There are 43 cookies to be given out at random to 10 children.
What is the probability that each child gets at least 2 cookies?

First, notice that this is a classic multinomial setup.

The multinomial distribution can be thought of as giving the probability of observing the outcome $i \in \{ 1, ..., k \}$ coming up $x_i$ times when rolling a $k$-sided die $n$ times, and is a generalization of the Binomial distribution. We have that the probability of each outcome $i$ coming up on a single roll is given by $\pi_i$.

If the so-called die is fair, $\pi_i = \pi_{i'}\; \forall i, i' \in \{ 1, ..., k\}$ or the die is unfair and $\pi_i$ is not necessarily equal to $\pi_i'$. In all cases, we assume $\sum \pi_i = 1$.

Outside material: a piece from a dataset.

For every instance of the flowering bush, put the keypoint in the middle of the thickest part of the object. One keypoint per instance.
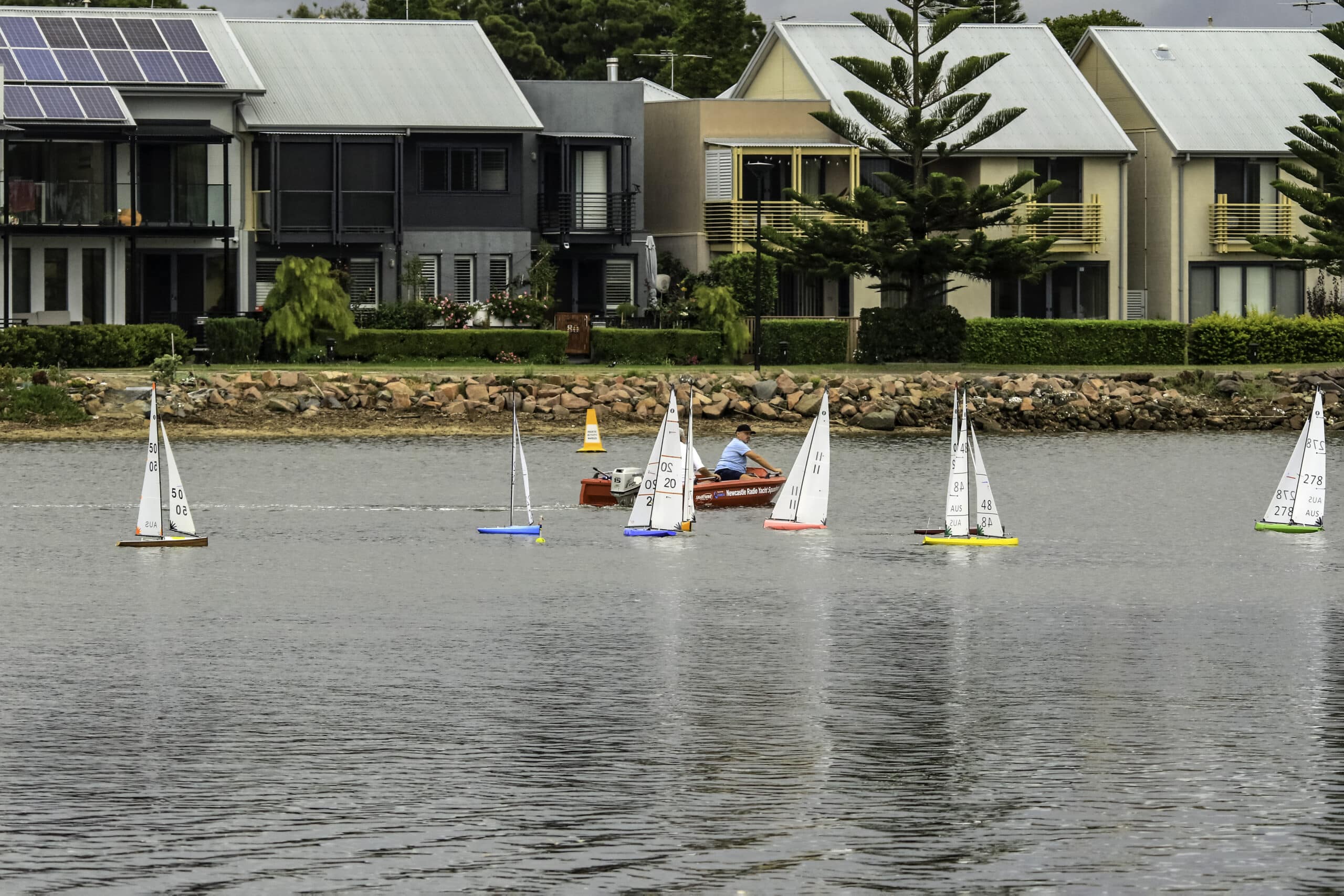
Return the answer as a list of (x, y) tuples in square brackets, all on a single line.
[(456, 315), (522, 308)]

Let $X = (X_1, ..., X_k)$ be a $\text{Multinomial}(n, k, \pi)$ distributed where $\pi = (\pi_1, ..., \pi_k)$.

The density of the Multinomial distribution is

\begin{align} P(X = x) & = {n \choose x_1,...,x_k!} \prod_{i=1}^k \pi_i^{x_i} \\\\ & = \frac{n!}{x_1!\cdots x_k!}\pi_1^{x_1} \cdots \pi_k^{x_k}. \end{align}

Here, let $X_1, ..., X_{10}$ denote how many of the $n=43$ cookies each of the $k=10$ children received.

Let $p_n$ denote the probability that all 10 children receive at least 2 cookies each given that $n$ are given out uniformly at random.

Notice that $$ {\small X_1, ..., X_{10} \Bigg\vert \sum_{i=1}^{10} X_i = 43 \sim \text{Multinomial}(n = 43, k = 10, \pi_i = 1/10),} $$ where $\pi_i = 1/10$ indicates that the distribution of cookies is uniformly random (e.g., equal probability) across the 10 children.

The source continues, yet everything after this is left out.